As I listened to the stories people shared at the memorial, I heart so many more stories of how my Uncle Dick would make people laugh, offer them a beer, and just talk, for hours. He helped people get jobs where he worked at Albertsons. He never seemed to make a big deal of mistakes – even when the young man who would one day be his future son in law crashed into his beloved 53! He clearly cared more about people than things – an attitude that I heard that in every story, and saw in every picture.
One of the things everyone agreed upon was that his most-used phrase was “YOU are my favorite!” Some heard it every day. Some probably heard it once and never knew he called everyone that. But it was clear that he wanted the people in his life to know that they MEANT something to him, whether they were related or not, whether they were old or young, whether they worked for him or not. I even remember him saying that to me once – looking me straight in the eyes – when we visited in the summer. I am sure it made me beam when I was little.
It makes me think of how God sees us.
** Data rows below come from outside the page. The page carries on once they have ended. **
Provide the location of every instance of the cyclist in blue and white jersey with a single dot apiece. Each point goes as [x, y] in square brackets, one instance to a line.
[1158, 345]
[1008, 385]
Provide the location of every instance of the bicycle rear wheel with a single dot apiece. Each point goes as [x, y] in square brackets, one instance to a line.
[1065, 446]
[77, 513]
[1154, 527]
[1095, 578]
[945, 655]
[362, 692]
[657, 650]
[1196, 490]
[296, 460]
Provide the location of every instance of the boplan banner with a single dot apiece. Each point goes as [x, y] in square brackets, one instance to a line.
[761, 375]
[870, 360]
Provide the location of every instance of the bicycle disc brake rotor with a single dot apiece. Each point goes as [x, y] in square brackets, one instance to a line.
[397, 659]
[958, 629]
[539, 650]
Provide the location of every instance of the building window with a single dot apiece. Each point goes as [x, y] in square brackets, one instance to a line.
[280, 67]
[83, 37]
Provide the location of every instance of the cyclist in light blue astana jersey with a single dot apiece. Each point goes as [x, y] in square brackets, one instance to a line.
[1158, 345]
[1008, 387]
We have the most difficult time understanding how God can care for, much less pay attention to every single person on the planet, and so its all too easy for us to maybe brush him off or acknowledge his existence, but never really accept the fact that God says the same to us: YOU ARE MY FAVORITE.
We satisfy ourselves with global or communal “God loves us” but clearly keep our hearts in check, for fear that if we really believe what God is saying is true, it will undo us, and we aren’t sure we can handle the deep love He longs to show.
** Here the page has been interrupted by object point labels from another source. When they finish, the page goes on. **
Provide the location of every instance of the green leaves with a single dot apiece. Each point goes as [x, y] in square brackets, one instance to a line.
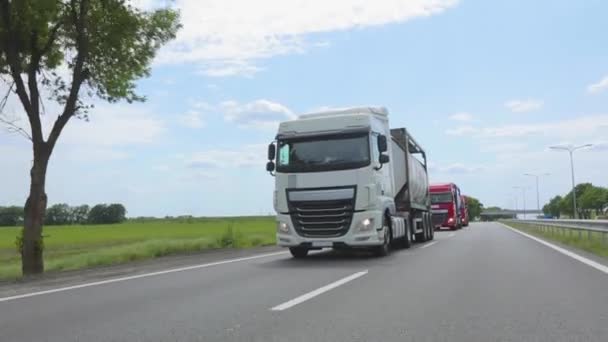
[117, 41]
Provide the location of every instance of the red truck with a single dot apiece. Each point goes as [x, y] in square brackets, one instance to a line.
[447, 206]
[464, 211]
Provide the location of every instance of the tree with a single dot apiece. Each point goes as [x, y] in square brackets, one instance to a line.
[105, 44]
[115, 213]
[97, 214]
[58, 214]
[107, 214]
[593, 199]
[80, 214]
[475, 207]
[553, 208]
[566, 205]
[11, 216]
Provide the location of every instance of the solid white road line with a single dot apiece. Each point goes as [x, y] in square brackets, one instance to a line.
[588, 262]
[317, 292]
[429, 244]
[145, 275]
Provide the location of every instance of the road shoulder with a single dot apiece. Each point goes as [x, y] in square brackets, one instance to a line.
[70, 278]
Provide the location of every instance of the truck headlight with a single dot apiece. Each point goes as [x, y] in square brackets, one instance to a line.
[366, 224]
[282, 227]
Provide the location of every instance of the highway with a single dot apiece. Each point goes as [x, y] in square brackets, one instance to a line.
[482, 283]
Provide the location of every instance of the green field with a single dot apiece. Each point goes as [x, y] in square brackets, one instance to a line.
[76, 247]
[594, 242]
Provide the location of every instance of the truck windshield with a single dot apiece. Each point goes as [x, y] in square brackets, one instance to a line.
[444, 197]
[336, 152]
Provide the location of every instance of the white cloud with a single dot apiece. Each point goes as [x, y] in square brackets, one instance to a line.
[585, 126]
[600, 146]
[245, 156]
[523, 106]
[461, 130]
[455, 168]
[264, 114]
[509, 147]
[191, 119]
[599, 86]
[463, 117]
[114, 125]
[227, 37]
[230, 68]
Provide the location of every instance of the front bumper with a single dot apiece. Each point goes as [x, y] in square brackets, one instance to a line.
[353, 238]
What would happen if you took that chance? If you stood or sat still for just a moment, and let the God who created you look you in the eye and say “I LOVE YOU“. No ifs, and, or buts about it.
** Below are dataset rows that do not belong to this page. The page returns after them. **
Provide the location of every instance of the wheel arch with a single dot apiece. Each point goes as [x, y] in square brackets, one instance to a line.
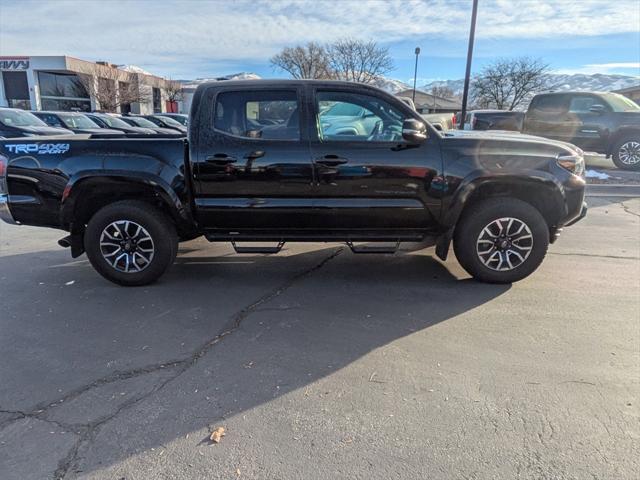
[542, 191]
[84, 196]
[620, 133]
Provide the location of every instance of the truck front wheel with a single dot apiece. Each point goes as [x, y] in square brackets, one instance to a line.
[130, 243]
[501, 240]
[626, 152]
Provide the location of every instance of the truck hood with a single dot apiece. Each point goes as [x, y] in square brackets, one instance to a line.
[499, 153]
[512, 140]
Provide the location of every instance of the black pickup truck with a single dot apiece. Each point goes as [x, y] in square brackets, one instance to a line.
[261, 164]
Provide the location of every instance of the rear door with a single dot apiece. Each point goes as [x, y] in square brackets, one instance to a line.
[368, 177]
[252, 164]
We are often afraid we are not enough, it’s too late, He wouln’t want us, there are too many other big things in the world for Him to worry about. But He’s God. Don’t you think he knows how to pay attention to all that? Stop using “other people being worse off” as an excuse to avoid letting Him love you. Of course there are worse things in the world. You letting God love you won’t stop wars and genocide and murder and all the horrible things we all mourn about. But it will change how you see yourself. It will change your ability to love. It will give you the strength you need to stop wars right there in your family, in your workplace, in your relationships.
Jeremiah 31:3 tells us that God has loved you with an everlasting love, that he draws you with kindness that you have never known. Jesus is the living, flesh and blood proof of this truth. If you have never actually READ of this love, I challenge you to do just that. Set aside your biases and maybe all the ways faith has been misrepresented to you, and look at Jesus. In him, God has loved us more than we will ever know.
Set aside fear. He’s ready for you to hear how much of a favorite you really are!
Wow, so powerful words of truth! May all know THE love that God has for each one of us!